C’est ce que l’on appelle le paradoxe de Fermi : l’anomalie scientifique troublante qui, malgré des milliards d’étoiles dans notre galaxie la Voie lactée (et encore plus à l’extérieur), nous n’avons jamais rencontré de signes d’une civilisation extraterrestre avancée.
C’est une question tout à fait pertinente, et qui a fait débattre de nombreuses générations de scientifiques et de penseurs, depuis que le paradoxe a été formulé il y a des décennies. Certains suggèrent que les extraterrestres pourraient être en train d’hiberner, ou que quelque chose de mystérieux empêche leur évolution de se produire.

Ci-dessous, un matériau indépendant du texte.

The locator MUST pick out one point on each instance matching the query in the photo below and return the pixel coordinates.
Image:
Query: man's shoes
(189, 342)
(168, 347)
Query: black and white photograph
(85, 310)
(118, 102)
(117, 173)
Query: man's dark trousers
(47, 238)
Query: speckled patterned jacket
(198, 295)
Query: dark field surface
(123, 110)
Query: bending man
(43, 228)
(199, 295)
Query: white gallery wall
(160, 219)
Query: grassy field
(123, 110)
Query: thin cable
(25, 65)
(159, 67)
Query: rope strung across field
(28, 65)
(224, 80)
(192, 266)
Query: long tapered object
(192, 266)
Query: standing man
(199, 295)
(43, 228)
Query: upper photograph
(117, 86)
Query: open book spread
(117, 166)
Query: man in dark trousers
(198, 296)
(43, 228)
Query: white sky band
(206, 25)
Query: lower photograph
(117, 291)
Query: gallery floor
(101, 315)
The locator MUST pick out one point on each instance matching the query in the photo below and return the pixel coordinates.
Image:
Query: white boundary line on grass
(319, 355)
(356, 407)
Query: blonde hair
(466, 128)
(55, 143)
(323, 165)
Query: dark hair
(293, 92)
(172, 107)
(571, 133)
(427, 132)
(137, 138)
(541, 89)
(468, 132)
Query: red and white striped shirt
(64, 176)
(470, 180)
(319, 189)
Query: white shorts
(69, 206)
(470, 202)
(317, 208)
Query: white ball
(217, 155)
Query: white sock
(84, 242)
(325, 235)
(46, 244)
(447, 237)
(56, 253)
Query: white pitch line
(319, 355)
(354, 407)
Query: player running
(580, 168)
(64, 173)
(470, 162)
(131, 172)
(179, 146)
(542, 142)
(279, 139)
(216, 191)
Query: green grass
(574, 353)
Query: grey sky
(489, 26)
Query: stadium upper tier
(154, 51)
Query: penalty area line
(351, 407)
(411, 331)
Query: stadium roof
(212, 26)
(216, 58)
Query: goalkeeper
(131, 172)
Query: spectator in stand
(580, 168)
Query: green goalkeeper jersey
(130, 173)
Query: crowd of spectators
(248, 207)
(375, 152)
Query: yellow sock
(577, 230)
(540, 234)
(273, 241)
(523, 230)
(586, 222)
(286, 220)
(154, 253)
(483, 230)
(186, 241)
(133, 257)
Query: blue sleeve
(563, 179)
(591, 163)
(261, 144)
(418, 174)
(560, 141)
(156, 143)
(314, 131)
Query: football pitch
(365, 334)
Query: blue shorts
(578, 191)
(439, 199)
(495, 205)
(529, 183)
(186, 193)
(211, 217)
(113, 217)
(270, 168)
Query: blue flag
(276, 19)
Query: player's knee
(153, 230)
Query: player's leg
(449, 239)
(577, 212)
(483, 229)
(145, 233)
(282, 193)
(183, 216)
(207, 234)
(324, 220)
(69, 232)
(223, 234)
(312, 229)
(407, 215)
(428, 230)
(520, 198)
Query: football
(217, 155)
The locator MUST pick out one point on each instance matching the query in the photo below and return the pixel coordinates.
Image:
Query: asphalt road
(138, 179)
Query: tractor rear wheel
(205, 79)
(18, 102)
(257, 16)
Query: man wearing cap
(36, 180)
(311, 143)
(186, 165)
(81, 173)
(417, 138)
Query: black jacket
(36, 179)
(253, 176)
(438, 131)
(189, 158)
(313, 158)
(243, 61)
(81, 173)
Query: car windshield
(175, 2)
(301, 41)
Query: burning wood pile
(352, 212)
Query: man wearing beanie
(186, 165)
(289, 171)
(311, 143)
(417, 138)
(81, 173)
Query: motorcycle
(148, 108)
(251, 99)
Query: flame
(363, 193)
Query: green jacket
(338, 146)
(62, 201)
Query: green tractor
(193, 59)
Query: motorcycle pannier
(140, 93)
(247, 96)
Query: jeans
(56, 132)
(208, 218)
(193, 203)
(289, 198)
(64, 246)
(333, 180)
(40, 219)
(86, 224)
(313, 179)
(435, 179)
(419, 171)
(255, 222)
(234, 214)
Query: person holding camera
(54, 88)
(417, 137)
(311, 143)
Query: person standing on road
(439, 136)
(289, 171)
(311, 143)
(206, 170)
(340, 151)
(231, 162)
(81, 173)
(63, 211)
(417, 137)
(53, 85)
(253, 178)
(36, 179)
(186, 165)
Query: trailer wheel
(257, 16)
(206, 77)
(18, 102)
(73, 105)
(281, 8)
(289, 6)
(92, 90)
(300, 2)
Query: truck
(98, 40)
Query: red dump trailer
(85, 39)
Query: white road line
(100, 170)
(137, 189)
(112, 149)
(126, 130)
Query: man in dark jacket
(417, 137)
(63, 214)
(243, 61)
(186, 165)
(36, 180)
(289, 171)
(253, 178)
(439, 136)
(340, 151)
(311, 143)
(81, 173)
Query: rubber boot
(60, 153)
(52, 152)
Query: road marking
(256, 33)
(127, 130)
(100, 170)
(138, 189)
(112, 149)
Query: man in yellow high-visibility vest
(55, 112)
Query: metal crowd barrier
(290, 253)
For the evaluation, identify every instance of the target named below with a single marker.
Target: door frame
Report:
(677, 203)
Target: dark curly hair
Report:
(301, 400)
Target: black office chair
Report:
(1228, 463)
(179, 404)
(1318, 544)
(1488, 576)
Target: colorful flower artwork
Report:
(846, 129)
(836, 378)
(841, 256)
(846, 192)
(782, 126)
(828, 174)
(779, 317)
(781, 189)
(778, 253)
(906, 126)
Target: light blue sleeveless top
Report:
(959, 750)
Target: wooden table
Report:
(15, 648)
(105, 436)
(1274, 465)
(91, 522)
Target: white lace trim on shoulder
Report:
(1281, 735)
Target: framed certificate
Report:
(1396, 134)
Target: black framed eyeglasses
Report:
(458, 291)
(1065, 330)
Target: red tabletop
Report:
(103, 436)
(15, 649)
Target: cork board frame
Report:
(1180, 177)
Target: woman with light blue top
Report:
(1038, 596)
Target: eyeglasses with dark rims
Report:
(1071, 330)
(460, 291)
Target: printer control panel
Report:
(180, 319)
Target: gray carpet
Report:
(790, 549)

Ou peut-être qu’ils ne veulent tout simplement pas nous rencontrer ?
À présent, le physicien théoricien Alexander Berezin de l’Université nationale de recherche de la technologie électronique (MIET) en Russie, a élaboré sa propre explication de pourquoi nous sommes apparemment seuls dans l’Univers, proposant une solution qu’il appelle « premier entré, dernier sorti », au paradoxe de Fermi.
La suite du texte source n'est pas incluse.